Carboacylation could be carried out using stannane reagents as carbon nucleophiles in place of silanes and use of aliphatic acid chlorides facilitated a mechanistic shift driven by β-H elimination and release of an alkene. The H– Pd(II)–Cl intermediate and CO generated from this fragmentation could then be combined with a hydride or aryl nucleophile to generate the corresponding hydroformylation and hydroacylation reactions (Figure 5). This simple modification greatly increases the diversity of products accessible via this methodology.

Both these papers are a significant step forward in carbonylation chemistry and are likely to be further developed and implemented in coming years.

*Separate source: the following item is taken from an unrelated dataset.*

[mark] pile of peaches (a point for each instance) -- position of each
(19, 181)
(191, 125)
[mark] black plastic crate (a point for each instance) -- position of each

Before I go, another paper on carbonylation- this time using a metal carbonyl complex as a source of CO- has just been published ASAP in Organometallics.¹⁰ The focus of the paper is alkoxycarbonylation of organoborane substrates, and a comprehensive review of the palladium-mediated process has just been published by Beller et al.¹¹ In the paper by Pidko et al manganese carbonyl complexes and organo(alkoxy)borate salts react to form an ester product containing a new C-C bond (Figure 6). The organo(alkoxy)borate salts are prepared by direct stoichiometric reaction of organoboranes and alkoxides and are telescoped into the carbonylation step. Aromatic and aliphatic esters are exemplified, including tert-butyl esters. The proposed mechanism is based on reactivity studies, DFT calculation and boron NMR studies (Figure 7).

References:

1. The chemistry of CO: carbonylation X. F. Wu et al, Chem 2019, 5, 526-552; First-row transition-metal-catalyzed carbonylative transformations of carbon electrophiles: X. Wu et al, Chem. Rev. 2019, 119, 2090-2127.
2. Palladium-Catalyzed Reppe Carbonylation: G. Kiss, Rev. 2001, 101, 3435-3456 .
3. From noble metal to Nobel prize: palladium-catalyzed coupling reactions as key methods in organic synthesis: Beller et al, Angew. Chem. Int. Ed. 2010, 49, 9047-9050.
4. Palladium-catalyzed carboalkoxylation of aryl, benzyl, and vinylic halides. R. Heck, et al, J. Org. Chem. 1974, 39, 3318–3326.
5. Carbonylations of alkenes with CO surrogates. Wu et al Angew. Chem. Int. Ed. 2014, 53, 6310–6320; Evolution of carbonylation catalysis: no need for carbon monoxide: Angew. Chem. Int. Ed. 2004, 43, 5580–5588 ; The development and application of two-chamber reactors and carbon monoxide precursors for safe carbonylation reactions: T. Skrydstrup et al, Acc. Chem. Res. 2016, 49, 594–605 .
6. Carbonylation reactions of alkyl iodides through the interplay of carbon radicals and Pd catalysts: Wu et al., ACS Catal.2014, 4, 2977–2989
7. A dual light-driven palladium catalyst: breaking the barriers in carbonylation chemistry: G. Torres et al, Science 2020, 368, 318-323; P. Kathe et al, ibid 242-243.
8. Palladium-catalysed carboformylation of alkynes using acid chlorides as a dual carbon monoxide and carbon source: B. Morandi et al, Nat. Chem. 2021, 13, 123-130.
9. Palladium-catalysed cyclisation-carboformylation. Molecular queuing cascades: Grigg et al, J. Chem. Soc. Chem. Commun. 1995, 1135–1136.
10. Manganese-mediated C-C bond formation: alkoxycarbonylation of organoboranes: E. Pidko et al, Organometallics 2021,https://dx.doi.org/10.1021/acs.organomet.0c00781
11. State-of-the-art palladium-catalysed alkoxycarbonylations: M. Beller et al, Chem. Front., 2021, 8, 799-811.